Russian voters have overwhelmingly backed a referendum on constitutional changes that include a provision allowing President Vladimir Putin — who has already served for some two decades — to remain in power until 2036.
With nearly all of the ballots counted, the tally for the voting that has taken place over a full week, showed a 78% “yes” vote, according to Russia’s Central Election Commission. The commission estimated the turnout was 65% of eligible voters.
The opposition accused the government of rigging the vote.
Russia’s constitution had required Putin to step down after his current six-year term expires in 2024.
The amendments to the constitution up for the referendum vote had been passed weeks ago by Russia’s parliament, but Putin had insisted that they be approved by voters to give the changes legitimacy.
The referendum had originally been scheduled for April 22, but was postponed because of the COVID-19 pandemic.
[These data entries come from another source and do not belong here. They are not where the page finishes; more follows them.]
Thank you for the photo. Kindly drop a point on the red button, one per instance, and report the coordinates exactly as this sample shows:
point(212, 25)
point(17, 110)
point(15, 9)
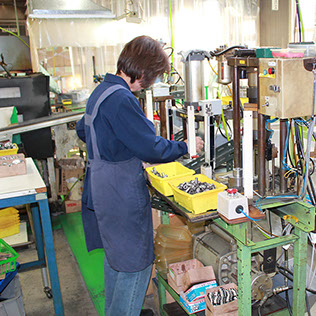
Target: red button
point(232, 191)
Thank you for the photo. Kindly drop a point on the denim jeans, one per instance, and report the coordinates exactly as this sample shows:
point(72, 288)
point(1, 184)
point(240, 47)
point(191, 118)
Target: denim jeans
point(125, 291)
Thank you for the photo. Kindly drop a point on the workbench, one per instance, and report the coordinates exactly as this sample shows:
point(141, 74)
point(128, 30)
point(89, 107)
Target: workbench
point(30, 189)
point(302, 217)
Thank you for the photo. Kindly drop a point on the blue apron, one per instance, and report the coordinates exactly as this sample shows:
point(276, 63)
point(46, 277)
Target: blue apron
point(121, 203)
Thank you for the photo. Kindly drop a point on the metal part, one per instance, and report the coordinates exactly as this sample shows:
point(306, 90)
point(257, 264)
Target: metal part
point(32, 125)
point(236, 121)
point(194, 77)
point(158, 174)
point(236, 180)
point(282, 146)
point(285, 84)
point(219, 249)
point(223, 70)
point(195, 186)
point(261, 284)
point(16, 53)
point(261, 155)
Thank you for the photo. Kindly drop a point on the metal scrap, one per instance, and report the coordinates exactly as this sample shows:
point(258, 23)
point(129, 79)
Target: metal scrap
point(195, 186)
point(158, 174)
point(222, 296)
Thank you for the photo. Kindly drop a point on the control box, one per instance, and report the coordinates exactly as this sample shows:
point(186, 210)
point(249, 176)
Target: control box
point(210, 107)
point(230, 203)
point(285, 88)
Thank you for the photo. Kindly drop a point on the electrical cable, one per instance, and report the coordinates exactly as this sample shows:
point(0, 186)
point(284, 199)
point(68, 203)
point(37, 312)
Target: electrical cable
point(307, 305)
point(290, 278)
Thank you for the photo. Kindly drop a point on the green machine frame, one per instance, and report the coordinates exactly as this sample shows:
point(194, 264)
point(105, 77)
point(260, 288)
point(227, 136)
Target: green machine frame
point(302, 216)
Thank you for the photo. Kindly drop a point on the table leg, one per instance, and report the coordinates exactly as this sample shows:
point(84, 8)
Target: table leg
point(162, 297)
point(50, 256)
point(244, 279)
point(38, 233)
point(299, 272)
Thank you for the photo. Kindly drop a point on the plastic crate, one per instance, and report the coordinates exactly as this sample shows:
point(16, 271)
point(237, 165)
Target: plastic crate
point(12, 151)
point(173, 170)
point(200, 202)
point(9, 264)
point(9, 222)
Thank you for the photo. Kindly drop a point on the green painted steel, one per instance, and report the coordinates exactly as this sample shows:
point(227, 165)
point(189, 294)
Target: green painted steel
point(91, 264)
point(273, 242)
point(299, 275)
point(244, 279)
point(238, 231)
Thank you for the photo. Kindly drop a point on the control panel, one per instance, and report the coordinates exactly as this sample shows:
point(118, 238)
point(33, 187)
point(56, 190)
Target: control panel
point(285, 88)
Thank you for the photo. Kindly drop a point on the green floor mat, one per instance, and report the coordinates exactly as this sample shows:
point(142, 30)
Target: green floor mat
point(91, 264)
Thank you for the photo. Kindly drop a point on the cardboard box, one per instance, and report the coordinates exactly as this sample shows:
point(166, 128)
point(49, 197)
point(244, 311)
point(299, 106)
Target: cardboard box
point(12, 165)
point(193, 307)
point(68, 168)
point(73, 206)
point(184, 274)
point(197, 292)
point(228, 309)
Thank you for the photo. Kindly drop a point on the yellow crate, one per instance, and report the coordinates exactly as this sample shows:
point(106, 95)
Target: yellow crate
point(173, 170)
point(200, 202)
point(9, 222)
point(6, 152)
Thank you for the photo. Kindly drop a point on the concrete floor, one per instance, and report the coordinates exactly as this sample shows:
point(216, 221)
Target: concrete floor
point(76, 298)
point(75, 295)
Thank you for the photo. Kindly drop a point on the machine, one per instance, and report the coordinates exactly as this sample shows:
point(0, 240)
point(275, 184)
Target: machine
point(273, 164)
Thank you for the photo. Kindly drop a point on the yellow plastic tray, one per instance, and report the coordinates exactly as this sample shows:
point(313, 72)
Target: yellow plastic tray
point(200, 202)
point(6, 152)
point(173, 170)
point(9, 222)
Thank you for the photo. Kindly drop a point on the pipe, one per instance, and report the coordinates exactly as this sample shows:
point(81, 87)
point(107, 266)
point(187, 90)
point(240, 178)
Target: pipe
point(282, 147)
point(236, 118)
point(261, 154)
point(163, 119)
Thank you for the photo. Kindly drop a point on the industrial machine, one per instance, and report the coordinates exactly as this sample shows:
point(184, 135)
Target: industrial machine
point(273, 165)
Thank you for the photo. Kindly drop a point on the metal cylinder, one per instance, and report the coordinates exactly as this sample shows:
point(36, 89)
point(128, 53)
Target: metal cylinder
point(282, 146)
point(236, 122)
point(223, 70)
point(261, 154)
point(163, 119)
point(194, 79)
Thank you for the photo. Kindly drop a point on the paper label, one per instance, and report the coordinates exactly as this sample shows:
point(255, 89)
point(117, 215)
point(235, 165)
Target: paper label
point(275, 5)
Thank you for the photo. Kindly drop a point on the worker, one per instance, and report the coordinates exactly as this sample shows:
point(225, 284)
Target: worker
point(116, 209)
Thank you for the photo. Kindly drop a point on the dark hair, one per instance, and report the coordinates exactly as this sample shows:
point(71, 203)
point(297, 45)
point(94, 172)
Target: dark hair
point(143, 58)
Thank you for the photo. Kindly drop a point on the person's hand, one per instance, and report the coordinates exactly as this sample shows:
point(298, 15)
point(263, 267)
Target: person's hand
point(199, 143)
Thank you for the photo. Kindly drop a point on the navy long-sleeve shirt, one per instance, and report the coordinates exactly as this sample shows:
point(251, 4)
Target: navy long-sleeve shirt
point(123, 131)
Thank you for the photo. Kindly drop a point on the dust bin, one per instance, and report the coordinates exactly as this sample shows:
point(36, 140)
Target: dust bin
point(11, 300)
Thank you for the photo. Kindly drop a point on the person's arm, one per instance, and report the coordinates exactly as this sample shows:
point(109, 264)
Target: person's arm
point(137, 133)
point(80, 129)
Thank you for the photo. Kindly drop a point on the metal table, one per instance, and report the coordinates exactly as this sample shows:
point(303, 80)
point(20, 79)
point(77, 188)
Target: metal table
point(304, 213)
point(30, 189)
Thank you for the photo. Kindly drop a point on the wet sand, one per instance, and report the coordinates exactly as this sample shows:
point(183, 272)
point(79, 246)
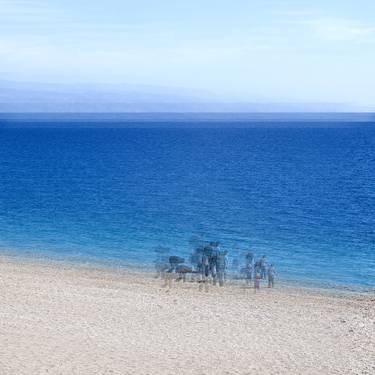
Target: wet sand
point(58, 318)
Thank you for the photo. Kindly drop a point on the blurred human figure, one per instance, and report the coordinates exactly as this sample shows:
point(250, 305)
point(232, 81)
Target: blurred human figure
point(172, 272)
point(204, 268)
point(214, 248)
point(249, 268)
point(271, 276)
point(263, 267)
point(221, 266)
point(236, 262)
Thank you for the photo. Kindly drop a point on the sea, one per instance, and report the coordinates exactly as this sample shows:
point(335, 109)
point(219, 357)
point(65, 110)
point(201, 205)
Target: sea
point(300, 192)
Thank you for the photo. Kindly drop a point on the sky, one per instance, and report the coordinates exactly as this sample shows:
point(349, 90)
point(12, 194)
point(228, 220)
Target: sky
point(238, 50)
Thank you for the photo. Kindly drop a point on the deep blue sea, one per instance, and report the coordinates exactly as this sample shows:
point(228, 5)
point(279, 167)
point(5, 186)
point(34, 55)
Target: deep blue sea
point(302, 195)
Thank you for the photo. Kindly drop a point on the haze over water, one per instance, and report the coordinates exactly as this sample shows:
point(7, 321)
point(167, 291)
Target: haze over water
point(303, 195)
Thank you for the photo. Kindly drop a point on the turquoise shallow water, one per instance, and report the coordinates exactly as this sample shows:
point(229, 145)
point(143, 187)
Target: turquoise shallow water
point(303, 195)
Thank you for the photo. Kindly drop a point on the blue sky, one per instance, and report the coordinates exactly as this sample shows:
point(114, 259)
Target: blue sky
point(261, 50)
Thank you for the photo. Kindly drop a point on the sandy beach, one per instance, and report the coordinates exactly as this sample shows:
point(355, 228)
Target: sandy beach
point(58, 318)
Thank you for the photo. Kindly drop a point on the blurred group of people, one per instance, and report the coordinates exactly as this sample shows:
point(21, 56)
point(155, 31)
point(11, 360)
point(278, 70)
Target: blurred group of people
point(208, 264)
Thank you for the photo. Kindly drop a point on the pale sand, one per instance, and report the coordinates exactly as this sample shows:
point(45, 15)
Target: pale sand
point(61, 319)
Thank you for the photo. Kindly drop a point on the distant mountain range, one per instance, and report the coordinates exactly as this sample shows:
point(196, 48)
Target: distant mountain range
point(16, 97)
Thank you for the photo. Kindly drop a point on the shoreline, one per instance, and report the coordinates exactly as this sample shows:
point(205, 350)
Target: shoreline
point(62, 318)
point(147, 270)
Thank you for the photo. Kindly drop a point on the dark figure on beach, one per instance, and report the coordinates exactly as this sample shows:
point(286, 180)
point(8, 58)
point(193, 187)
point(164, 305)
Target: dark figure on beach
point(249, 268)
point(221, 266)
point(214, 252)
point(263, 267)
point(172, 272)
point(271, 276)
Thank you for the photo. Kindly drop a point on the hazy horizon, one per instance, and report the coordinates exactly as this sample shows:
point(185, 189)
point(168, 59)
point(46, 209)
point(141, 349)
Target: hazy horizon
point(287, 55)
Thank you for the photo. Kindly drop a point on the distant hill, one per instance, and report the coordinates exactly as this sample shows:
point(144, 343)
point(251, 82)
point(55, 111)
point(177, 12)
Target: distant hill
point(18, 97)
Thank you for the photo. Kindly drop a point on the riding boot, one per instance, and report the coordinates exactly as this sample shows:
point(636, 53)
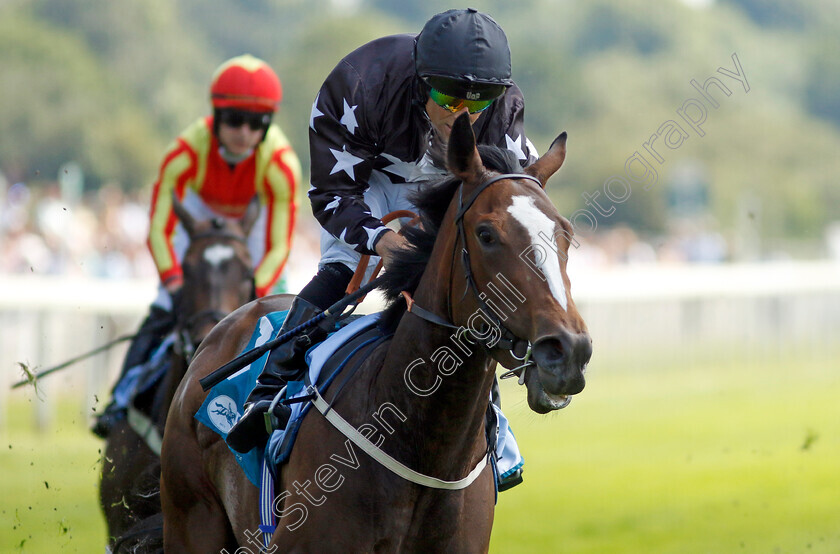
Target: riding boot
point(149, 336)
point(285, 363)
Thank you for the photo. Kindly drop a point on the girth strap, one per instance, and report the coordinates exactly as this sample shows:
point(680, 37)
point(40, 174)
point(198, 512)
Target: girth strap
point(384, 459)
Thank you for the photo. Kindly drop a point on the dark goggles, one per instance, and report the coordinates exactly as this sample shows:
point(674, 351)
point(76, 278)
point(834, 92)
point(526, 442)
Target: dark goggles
point(236, 118)
point(453, 104)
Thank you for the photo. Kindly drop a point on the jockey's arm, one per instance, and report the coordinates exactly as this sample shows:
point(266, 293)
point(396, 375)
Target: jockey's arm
point(342, 157)
point(278, 196)
point(174, 174)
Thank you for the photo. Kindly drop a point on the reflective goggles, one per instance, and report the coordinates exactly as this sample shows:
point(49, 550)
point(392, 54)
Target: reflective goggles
point(236, 118)
point(453, 104)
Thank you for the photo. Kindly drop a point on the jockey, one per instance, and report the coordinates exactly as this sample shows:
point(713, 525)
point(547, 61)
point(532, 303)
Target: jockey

Russia is among the countries hardest-hit by the virus.
In addition to a reset of presidential terms allowing him to run twice more, the referendum includes some 200 other amendments, including guaranteed minimum pensions, a ban on same-sex marriage and an affirmation of the Russian people’s belief in God.
It also includes changes designed to strengthen the country’s State Council and a provision banning the relinquishing of any Russian territory — a move aimed at solidifying Moscow’s hold on Crimea, which had been under Ukraine’s control until it was annexed by Russia in 2014.
Putin was photographed voting at the Royal Academy of Sciences, where he was handed a ballot by a poll worker clad in mask and gloves as an apparent precaution against coronavirus infection. Putin himself was not wearing any protective gear.
In January, Putin’s Cabinet, including Prime Minister Dmitry Medvedev, abruptly resigned, in a move aimed at easing the constitutional changes.
Putin, who is currently 67, could serve well into his 80s.
The Russian leader previously sidestepped the two-term limit by becoming prime minister for a term, while Medvedev stepped into the presidency. Even so, Putin was widely seen as maintaining near complete control over the presidency during his brief absence from the post.